Sacs de plastique non biodégradables - Dépôt d’un projet de loi
Le député Stéphan Tremblay prône l’usage des sacs biodégradables et souhaite ouvrir la voie à la collecte des matières compostables
2005-04-27 16:43 - Communiqué de presse
Québec, le mercredi 27 avril 2005 – / LBR.ca / - Le député de Lac-Saint-Jean et porte-parole de l’opposition officielle en matière d’environnement et de parcs, M. Stéphan Tremblay, a déposé aujourd’hui un projet de loi visant à interdire la distribution de sacs de plastique non biodégradables pour l’emballage des achats.
« Sur le plan environnemental, il va de soi que l’alternative idéale aux sacs de plastique demeure la réduction de leur utilisation, le meilleur déchet étant celui qui n’existe pas. Je crois que ce projet de loi est un pas dans la bonne direction et je souhaite que le gouvernement en appuie le principe afin qu’il soit étudié en commission parlementaire. Il est essentiel d’entendre les groupes concernés afin que le projet de loi puisse être bonifié et que soient analysées les possibilités d’une certification éventuelle des sacs biodégradables au Québec », a indiqué M. Tremblay.
L’utilisation des sacs biodégradables compostables pourrait aider le Québec à atteindre les objectifs fixés par la Politique québécoise de gestion des matières résiduelles 1998-2008, notamment ceux liés à la valorisation des matières putrescibles dans le but d’en faire du compostage. « C’est ainsi que 60 % de nos ordures ménagères pourraient servir à faire de la terre et de l’engrais naturel plutôt que d’être enfouies. L’utilisation de sacs d’épicerie biodégradables pour la collecte des déchets de table faciliterait la gestion des systèmes de compostage municipaux, puisque les sacs n’auraient plus besoin d‘être ouverts, ce qui diminuerait par le fait même les coûts de gestion », a ajouté le député.

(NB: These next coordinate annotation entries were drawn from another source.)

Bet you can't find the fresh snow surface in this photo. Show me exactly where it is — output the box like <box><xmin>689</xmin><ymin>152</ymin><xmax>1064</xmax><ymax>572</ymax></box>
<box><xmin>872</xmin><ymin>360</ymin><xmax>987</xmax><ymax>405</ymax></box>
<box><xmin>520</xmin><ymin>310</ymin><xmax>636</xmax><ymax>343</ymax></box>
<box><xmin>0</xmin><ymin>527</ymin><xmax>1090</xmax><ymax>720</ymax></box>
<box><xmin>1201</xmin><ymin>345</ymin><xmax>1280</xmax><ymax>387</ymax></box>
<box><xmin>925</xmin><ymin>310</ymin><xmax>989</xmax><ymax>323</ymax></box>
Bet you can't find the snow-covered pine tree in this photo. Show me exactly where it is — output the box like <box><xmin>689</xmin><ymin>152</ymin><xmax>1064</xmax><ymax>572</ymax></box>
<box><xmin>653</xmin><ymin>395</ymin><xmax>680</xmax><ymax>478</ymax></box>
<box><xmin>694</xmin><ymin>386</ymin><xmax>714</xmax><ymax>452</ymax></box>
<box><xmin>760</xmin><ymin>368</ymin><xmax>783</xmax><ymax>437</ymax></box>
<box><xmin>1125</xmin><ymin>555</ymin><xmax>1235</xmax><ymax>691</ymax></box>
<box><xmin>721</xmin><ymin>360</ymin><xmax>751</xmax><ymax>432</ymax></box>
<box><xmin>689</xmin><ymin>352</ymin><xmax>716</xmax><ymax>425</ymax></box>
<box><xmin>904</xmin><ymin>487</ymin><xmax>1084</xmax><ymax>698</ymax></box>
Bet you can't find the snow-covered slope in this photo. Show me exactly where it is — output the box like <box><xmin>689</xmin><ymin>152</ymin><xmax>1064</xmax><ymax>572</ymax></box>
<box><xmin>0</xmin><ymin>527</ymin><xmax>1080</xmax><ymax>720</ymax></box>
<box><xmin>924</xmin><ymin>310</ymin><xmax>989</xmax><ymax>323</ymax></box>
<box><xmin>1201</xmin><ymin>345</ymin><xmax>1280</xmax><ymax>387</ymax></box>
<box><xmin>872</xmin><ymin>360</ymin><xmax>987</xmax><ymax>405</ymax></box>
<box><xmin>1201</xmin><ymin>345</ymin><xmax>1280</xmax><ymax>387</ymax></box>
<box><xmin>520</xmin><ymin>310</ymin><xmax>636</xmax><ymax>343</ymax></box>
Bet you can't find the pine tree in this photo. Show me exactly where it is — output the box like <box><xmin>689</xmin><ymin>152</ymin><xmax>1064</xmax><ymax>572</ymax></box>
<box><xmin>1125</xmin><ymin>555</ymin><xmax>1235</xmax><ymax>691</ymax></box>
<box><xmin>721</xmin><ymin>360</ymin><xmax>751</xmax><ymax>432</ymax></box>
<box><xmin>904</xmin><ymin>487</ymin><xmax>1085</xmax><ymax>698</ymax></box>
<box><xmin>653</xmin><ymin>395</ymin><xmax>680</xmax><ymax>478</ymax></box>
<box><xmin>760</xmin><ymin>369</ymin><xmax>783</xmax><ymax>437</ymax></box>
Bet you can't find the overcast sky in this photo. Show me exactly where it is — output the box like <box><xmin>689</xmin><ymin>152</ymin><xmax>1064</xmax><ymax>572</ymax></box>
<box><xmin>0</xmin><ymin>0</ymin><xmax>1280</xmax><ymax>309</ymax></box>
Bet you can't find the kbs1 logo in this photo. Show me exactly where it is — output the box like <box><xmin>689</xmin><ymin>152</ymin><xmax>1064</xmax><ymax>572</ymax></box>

Rappelons qu’au Québec, il se consomme, chaque année, autour de deux milliards de sacs de plastique. Ces sacs sont donc utilisés abondamment et, souvent, d’une façon qui ne correspond pas à un usage rationnel et durable des ressources. En fait, ils sont généralement conçus dans une perspective d’usage unique et ils sont distribués gratuitement et en grande quantité. « Alors qu’il ne prend qu’une seconde à être fabriqué, un sac de plastique n’a qu’une durée d’utilisation moyenne de 20 minutes et prendra 400 ans à se décomposer », a expliqué le député.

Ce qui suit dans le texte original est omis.